Updated: May 7
San Francisco Supervisors are looking at ways to lure commuters and tourists back downtown, including filling vacant retail spaces and creating lively slow streets
San Francisco's downtown may be slow to recover due to its high proportion of remote-friendly jobs; office workers are also more hesitant to return compared to other cities
Downtown office rents may continue to plunge into 2022, according to Moody's
With continued uncertainty around remote work, San Francisco Supervisors are looking at ways to breathe new life into the City’s deserted downtown.
About half of the City’s 25 largest business taxpayers expect employees to return to the office post-pandemic or haven’t announced a decision, Chief Economist Ted Egan said at a Land Use and Transportation Committee hearing last week. At 7 companies, employees will work from home permanently. Five will split the week between home and office.
It’s too early to determine the long-term effect of this major shift in the downtown workforce for small businesses like salons, bars and restaurants that depend on them. However, real estate data show vacancy and subleasing rates climbing, rent rates starting to decline, and a transformed environment for office demand.
“2020 is beginning to show the vacancy spike and some drop in rent,” that reflects the recessionary cycles over the last 30 years, said Egan, “but the big drop is to come.”
Currently, available subleasing space is at 8.4 million square feet, a higher level than during the dot-com bust. Based on these and other metrics, Moody’s Analytics predicts a 15% drop in rent in 2021 and another 1.8% in 2022.
San Francisco has among the highest percentage of remote-friendly jobs in the country, which “could lead to a slower economic recovery for the city due to downtown traffic,” Egan said. “But it’s unlikely to be permanent. Recovery took several years after the dot-com boom ended.”
Data from Kastle Systems, which operates access systems for office buildings, show that office workers have been hesitant to return despite relaxed restrictions on office work. Capacity in office buildings was about 13% in April, well below the 25% permitted in the orange tier.

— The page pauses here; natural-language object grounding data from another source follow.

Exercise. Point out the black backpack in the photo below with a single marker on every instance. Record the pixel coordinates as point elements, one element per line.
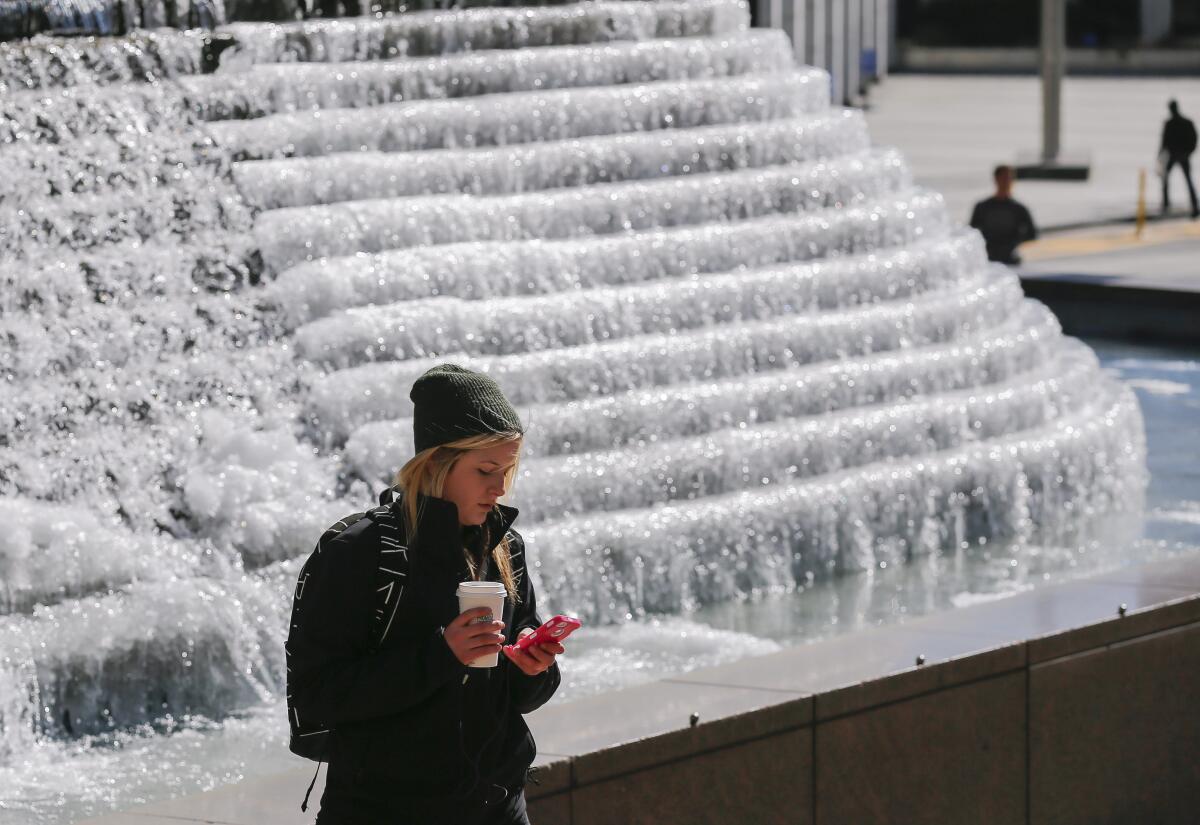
<point>311,740</point>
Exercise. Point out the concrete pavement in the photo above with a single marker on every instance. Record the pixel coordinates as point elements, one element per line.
<point>954,128</point>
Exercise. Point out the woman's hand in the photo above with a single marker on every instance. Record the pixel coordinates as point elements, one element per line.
<point>535,658</point>
<point>471,642</point>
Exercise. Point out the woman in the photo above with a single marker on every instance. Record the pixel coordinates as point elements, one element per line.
<point>418,736</point>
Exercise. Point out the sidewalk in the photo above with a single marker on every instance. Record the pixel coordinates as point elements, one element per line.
<point>1167,257</point>
<point>954,130</point>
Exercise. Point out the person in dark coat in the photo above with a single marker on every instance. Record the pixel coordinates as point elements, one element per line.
<point>1003,221</point>
<point>1176,148</point>
<point>419,738</point>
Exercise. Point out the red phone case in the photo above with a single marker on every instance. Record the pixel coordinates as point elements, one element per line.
<point>553,630</point>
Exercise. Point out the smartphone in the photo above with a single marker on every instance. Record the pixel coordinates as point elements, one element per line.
<point>553,630</point>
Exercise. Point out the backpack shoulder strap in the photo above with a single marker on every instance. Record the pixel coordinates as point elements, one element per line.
<point>391,578</point>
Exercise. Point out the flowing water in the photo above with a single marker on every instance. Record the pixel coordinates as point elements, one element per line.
<point>773,391</point>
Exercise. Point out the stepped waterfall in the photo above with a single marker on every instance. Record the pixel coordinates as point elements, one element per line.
<point>750,351</point>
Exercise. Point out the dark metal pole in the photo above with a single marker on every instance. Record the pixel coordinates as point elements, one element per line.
<point>1054,48</point>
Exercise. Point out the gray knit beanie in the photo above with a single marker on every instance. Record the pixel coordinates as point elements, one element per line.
<point>450,402</point>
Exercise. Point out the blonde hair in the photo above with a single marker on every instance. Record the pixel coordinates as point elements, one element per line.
<point>426,474</point>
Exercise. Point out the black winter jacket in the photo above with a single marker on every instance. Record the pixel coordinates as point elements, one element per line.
<point>412,723</point>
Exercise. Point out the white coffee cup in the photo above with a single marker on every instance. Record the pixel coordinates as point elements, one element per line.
<point>484,594</point>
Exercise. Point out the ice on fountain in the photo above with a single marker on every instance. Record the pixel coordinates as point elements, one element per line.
<point>289,88</point>
<point>141,55</point>
<point>525,324</point>
<point>519,118</point>
<point>485,270</point>
<point>643,417</point>
<point>715,353</point>
<point>53,552</point>
<point>754,455</point>
<point>256,489</point>
<point>436,32</point>
<point>288,236</point>
<point>198,645</point>
<point>677,556</point>
<point>549,164</point>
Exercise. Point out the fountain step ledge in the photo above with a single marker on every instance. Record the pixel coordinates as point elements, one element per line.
<point>436,32</point>
<point>270,89</point>
<point>1009,687</point>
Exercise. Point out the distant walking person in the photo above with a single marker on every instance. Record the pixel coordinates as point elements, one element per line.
<point>1179,143</point>
<point>1003,221</point>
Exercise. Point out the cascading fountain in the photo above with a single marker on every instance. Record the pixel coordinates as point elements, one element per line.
<point>751,353</point>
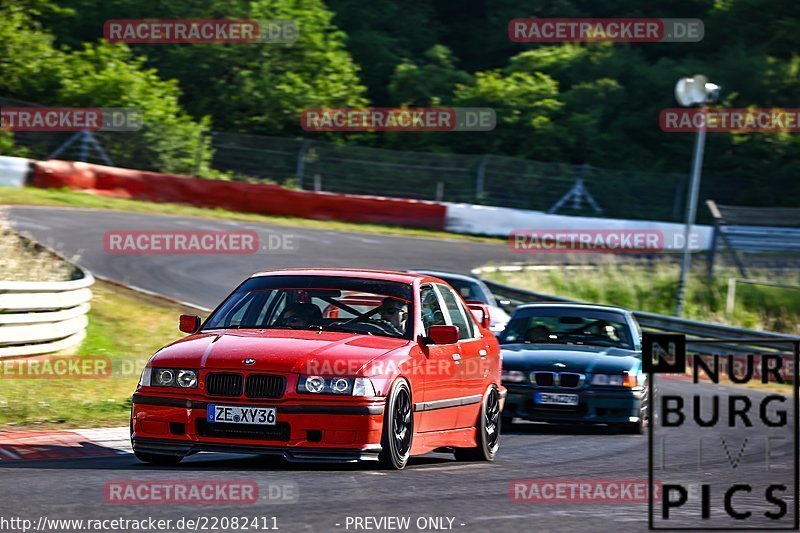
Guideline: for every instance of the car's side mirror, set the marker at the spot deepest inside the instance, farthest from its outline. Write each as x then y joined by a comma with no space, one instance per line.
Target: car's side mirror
443,334
481,313
189,323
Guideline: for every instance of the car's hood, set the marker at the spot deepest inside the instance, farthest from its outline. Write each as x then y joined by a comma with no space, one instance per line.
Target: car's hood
574,358
305,352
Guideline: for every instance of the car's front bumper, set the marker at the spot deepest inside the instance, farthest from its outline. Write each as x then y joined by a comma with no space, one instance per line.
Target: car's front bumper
333,431
599,406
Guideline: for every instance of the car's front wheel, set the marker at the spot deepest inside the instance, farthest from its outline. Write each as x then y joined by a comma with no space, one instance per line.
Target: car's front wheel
398,428
487,430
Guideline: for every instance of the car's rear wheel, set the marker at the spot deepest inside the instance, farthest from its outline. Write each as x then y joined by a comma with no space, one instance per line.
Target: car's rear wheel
398,428
158,459
487,430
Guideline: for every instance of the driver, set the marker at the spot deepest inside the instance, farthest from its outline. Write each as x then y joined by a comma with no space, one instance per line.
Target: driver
300,315
395,312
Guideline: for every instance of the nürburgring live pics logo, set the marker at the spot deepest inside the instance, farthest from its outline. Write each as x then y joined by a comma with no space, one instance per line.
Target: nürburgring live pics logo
726,456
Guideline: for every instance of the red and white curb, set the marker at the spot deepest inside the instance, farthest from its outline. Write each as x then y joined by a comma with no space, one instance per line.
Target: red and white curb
16,445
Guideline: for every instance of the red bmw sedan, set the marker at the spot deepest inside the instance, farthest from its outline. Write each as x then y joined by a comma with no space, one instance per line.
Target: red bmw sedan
326,365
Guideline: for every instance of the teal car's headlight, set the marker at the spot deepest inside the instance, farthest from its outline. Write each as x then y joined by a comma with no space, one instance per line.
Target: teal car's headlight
335,385
616,380
513,376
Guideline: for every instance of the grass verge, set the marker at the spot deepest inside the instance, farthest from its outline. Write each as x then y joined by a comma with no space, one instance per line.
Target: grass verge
126,327
69,198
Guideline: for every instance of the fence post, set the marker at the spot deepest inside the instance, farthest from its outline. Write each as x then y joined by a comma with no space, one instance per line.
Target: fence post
301,162
480,179
198,158
439,191
731,297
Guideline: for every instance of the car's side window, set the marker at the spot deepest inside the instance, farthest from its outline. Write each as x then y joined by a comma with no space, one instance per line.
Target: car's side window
457,316
432,314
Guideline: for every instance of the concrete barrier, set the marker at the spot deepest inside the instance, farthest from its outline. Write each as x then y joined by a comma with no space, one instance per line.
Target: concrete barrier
14,171
43,317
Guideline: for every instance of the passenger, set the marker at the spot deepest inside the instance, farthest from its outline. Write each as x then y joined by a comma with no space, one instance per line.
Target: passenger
395,312
300,316
537,334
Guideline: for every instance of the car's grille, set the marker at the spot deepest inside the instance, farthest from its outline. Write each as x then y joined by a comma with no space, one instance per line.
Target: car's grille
224,384
569,381
264,386
566,380
279,431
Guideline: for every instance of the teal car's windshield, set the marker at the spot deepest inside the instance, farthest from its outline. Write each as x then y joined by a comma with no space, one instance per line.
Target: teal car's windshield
563,325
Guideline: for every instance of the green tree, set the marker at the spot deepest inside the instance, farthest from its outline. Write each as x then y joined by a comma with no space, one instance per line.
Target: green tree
430,83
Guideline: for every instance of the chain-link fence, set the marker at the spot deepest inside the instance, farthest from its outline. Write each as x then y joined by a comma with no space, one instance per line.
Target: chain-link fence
479,179
328,166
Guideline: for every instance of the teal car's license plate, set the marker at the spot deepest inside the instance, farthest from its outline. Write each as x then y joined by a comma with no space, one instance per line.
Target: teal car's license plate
550,398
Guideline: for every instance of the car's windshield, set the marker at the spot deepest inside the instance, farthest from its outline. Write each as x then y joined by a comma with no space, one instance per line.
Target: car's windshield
469,290
563,325
369,307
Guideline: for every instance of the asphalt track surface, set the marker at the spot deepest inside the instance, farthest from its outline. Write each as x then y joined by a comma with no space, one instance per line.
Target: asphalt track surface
476,496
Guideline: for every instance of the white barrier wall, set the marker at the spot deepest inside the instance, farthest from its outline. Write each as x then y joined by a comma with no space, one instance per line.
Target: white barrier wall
502,221
13,171
43,317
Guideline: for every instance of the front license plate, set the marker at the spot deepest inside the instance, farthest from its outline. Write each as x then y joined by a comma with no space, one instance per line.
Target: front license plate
236,414
549,398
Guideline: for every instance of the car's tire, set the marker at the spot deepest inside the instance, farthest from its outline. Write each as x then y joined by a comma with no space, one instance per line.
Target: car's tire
398,428
154,458
158,458
487,430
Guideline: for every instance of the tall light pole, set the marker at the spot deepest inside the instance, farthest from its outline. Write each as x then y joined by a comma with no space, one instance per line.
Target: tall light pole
693,92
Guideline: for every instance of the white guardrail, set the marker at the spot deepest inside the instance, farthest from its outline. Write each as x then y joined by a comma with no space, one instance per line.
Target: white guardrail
43,317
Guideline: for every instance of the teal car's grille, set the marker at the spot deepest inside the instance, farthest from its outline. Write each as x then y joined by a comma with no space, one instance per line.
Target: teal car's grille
565,380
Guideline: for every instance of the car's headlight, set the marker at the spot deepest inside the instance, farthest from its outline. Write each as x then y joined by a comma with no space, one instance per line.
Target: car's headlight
513,376
335,385
187,379
615,380
147,373
169,377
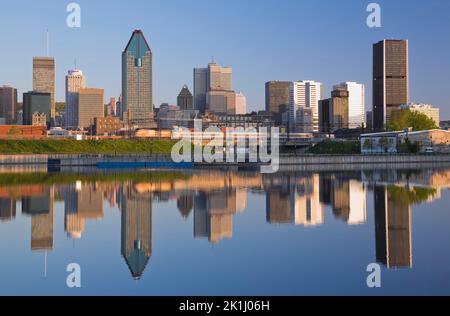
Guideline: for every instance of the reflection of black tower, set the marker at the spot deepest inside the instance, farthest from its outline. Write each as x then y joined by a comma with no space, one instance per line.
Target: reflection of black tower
278,206
392,228
136,245
7,209
185,204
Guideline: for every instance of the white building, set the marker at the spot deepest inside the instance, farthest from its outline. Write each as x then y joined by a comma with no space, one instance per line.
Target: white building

One major key to businesses reopening and employees returning to work is vaccination rates. According to DPH health officer Dr. Susan Phillips, the City will be above 80% of residents vaccinated when the state reopens on June 15. That assumes the vaccine remains available and residents continue getting vaccinated. No guidelines exist yet to help companies returning to offices determine employee spacing.
“There’s a lot of subleasing available now and businesses are re-thinking what their space needs may be,” said John Bryant, CEO of the Building Owners and Managers Association of San Francisco. It’s generally assumed with fewer employees in the office, companies will need less space. “Depending on how they space out employees in an office, they may need more space than before.”
Other keys to recovery are a mass transit system that's affordable, reliable and that people are comfortable using, 100% of students back in school, childcare, tenants able to pay their rent, tourism returning with people feeling safe on the streets, and federal money. San Francisco is set to receive $636 million in direct funding that will largely close its two-year deficit.
Supervisor Safai asked presenters what City legislators could do to help.
Regina Dick-Endrizzi, Executive Director of the Office of Small Business said the City needs to keep track of the small business service sector’s ability to hire: “The food-based businesses were already having difficulty pre-pandemic. We don’t know how many of those service workers are still in the city or will return,” she said.
She also suggested monitoring these businesses’ ability to get PPP and other financial relief funding, as well as the timing of that funding relative to when they must pay back rent. “The federal restaurant relief program just opened applications today, but it’s still going to be awhile before they see that funding.” Applications for Save Our Stages federal funding opened last week.
Filling vacant and boarded up ground floor retail space was another concern. With rents coming down, “space might become affordable to tenants priced out in the past,” Egan said. Discussion participants speculated this might include nonprofits previously displaced to the East Bay. New businesses might move in, particularly at the lower sublease prices. Either way, the mix of types of businesses and people downtown could shift.
Making downtown an attractive and lively place to be could also lure people back, added Rodney Fong, CEO of the SF Chamber of Commerce.
“We need to create a downtown as a neighborhood,” said Fong. Acting Economic and Workforce Development Director Anne Taupier, agreed.
“Central SoMa was designed to be a more mixed-use district that doesn’t close at 6 p.m.,” she said. “It’s going to be critical going forward that we have a central business district that has a lot of integrated uses so restaurants and small businesses aren’t just reliant on office workers.”